Breast Cancer Risk
Breast cancer risk factors
(adopted from American Cancer Society, (www.cancer.org):
- Things you can’t change:
- Age: Women are more likely to develop breast cancer as they age, with menopausal women more at risk. Eight out of ten breast cancers occur in women over age 50.
- Getting your period early: Age < 12
- Going through menopause later
- Family history and genetics: Approximately 5-10% of breast cancers are genetically linked (so not having a relative with breast cancer doesn’t mean you won’t get it). Women with breast cancer in 2+ individuals on the same side of the family, especially if diagnosed at <50 years old or a triple negative (ER/PR/her-2) breast cancer should discuss this history with their doctor or a genetic counselor.
- Personal history: Women with cancer in one breast have a greater chance of getting a new cancer in the other breast or in another part of the same breast. This is different from a return of the first cancer (called a recurrence).
- Race: White women are slightly more likely to get breast cancer, but African American women are more likely to die from the disease Asian, Hispanic and American Indian women have a lower risk
- Breast biopsy: Some benign biopsy results place women at an increased risk of developing breast cancer, these include atypical ductal hyperplasia and lobular carcinoma in situ.
- Dense breast tissue: Dense breast tissue means there is more gland tissue and less fatty tissue. Women with denser breast tissue have a higher risk of breast cancer. Dense breast tissue can also make it harder for doctors to spot problems on mammograms.
- Things you (maybe) can change:
- Childbearing history and breastfeeding: Women who have never had children or had their first child after age 30 are at greater risk for breast cancer.
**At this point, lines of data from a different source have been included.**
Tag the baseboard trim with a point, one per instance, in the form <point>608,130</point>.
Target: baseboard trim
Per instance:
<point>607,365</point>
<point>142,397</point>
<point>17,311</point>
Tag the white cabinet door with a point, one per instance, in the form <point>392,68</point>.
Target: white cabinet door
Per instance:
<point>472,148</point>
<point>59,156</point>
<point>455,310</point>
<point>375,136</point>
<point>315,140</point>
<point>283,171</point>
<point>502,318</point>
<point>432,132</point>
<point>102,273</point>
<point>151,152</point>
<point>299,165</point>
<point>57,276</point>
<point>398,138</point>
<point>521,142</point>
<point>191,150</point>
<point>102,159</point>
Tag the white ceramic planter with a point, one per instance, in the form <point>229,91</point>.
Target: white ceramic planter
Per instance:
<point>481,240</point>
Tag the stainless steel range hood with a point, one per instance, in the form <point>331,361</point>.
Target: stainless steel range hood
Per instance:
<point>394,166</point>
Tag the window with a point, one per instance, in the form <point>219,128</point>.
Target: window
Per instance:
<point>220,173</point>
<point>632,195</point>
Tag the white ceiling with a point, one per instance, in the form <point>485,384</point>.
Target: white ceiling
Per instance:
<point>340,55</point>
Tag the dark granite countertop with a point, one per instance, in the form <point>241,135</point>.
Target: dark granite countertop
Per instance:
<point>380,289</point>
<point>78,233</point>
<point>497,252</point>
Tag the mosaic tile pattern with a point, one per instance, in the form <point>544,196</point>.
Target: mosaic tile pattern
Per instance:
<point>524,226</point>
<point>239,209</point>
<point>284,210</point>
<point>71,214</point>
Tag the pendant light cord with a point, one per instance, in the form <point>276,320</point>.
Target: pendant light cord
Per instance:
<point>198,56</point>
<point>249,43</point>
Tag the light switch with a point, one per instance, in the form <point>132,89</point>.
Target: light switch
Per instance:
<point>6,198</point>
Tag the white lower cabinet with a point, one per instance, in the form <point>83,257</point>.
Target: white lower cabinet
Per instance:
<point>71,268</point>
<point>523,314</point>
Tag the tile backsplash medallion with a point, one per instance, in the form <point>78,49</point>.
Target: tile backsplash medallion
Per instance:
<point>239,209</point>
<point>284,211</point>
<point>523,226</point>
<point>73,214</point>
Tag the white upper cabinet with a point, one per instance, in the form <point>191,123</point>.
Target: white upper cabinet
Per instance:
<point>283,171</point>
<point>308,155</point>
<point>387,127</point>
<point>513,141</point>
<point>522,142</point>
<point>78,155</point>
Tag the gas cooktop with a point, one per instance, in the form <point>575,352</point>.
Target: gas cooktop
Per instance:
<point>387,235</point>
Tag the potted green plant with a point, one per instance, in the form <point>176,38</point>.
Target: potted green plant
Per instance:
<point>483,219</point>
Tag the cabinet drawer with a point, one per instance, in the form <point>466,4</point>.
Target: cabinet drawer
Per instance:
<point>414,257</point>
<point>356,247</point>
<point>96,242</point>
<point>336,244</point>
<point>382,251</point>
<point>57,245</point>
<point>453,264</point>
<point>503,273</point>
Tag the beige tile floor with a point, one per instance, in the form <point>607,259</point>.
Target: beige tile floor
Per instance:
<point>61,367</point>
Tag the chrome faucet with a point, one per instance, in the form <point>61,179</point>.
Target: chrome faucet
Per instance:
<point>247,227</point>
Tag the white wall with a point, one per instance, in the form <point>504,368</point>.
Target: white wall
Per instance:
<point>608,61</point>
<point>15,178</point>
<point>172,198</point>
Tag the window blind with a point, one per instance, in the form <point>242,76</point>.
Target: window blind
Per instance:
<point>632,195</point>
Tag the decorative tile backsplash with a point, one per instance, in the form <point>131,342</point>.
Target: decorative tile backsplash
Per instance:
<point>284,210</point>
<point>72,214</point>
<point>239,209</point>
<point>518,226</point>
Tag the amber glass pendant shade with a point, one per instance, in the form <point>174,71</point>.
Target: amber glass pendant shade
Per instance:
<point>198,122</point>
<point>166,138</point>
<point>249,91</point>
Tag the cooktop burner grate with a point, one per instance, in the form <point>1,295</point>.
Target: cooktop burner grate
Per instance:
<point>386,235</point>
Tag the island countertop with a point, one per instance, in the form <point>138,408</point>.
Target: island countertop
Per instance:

Breastfeeding children may be associated with a decrease in breast cancer risk, although this effect is likely small.
- Hormone replacement therapy: There may be an increase in breast cancer risk for women on long-term endocrine replacement therapy after menopause.
- Birth control: While long-term use of certain forms of birth control (birth control pills and injections) may be associated with slightly higher incidence of breast cancer, this risk seems to return to normal when birth control is stopped.
- Alcohol: Alcohol use has been linked to increase risk of breast cancer. The American Cancer Society recommends women limit alcohol consumption to no more than one drink a day.
- Obesity and being overweight: Increased body mass index is associated with an increased risk of breast cancer, especially for post-menopausal women.
- Physical activity: Studies show that exercise reduces risk of breast cancer.
- Things we think do not impact risk
- Antiperspirants: A large study compared the underarm hygiene habits of women with breast cancer to a control arm without breast cancer and found no connection between breast cancer risk and using underarm antiperspirants
- Type of bra
- Induced abortions
- Breast implants
- Chemicals: At this time research does not show a clear link between breast cancer risk and exposure to things like plastics, certain cosmetics and personal care products, and pesticides (such as DDE).